画面やリズムにあわせて操作する、いわゆるリズムゲームをすると、高齢者の短期記憶能力が向上するのだそうだ。そりゃそうだろうと思う。
海外の、ジャズなどのポピュラー系の楽器指導動画には、音程よりまずはリズムを重視するようにという指導者がいる。リズムに乗るというのは大変な作業で、前の音と次の音を聞き、その「間隔」を記憶して、次の音が来るタイミングのちょっと前に予備動作を始めてジャストタイミングで楽器を鳴らさなければならない。

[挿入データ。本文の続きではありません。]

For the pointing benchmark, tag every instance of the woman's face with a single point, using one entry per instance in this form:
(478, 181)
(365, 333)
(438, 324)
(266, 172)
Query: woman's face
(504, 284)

伴奏を聞いてからでは遅く、鳴らしたらすぐ次の音、次の次の音を想定して構える。それを1秒の間に何回か繰り替えすのを数分間続ける。言葉で書くと離れ技のようにも思えるが、そこは人間が本来持っている摩訶不思議な力が発揮されるので、練習すればそれなりにできるようになる。

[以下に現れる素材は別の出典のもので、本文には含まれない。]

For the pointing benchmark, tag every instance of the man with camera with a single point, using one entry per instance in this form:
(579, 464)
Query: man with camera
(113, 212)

リズムに乗れるようになるためには、やはり伴奏動画に合わせて練習するのが一番のようだ。音程中心で指使いなどを覚える練習ばかりしていると、伴奏に合わせた当初は合わなくていやになる。が、追い立てられながら必死で弾いているほうが、摩訶不思議な力が発揮されやすいらしく、上達が早いようだ。そして、伴奏の流れを待ち構えて、ジャストタイミングでビシビシ音を出せたときの気分の良さは格別だ。短期記憶力どころか、生きる活力そのものが湧き上がってくるような気さえする。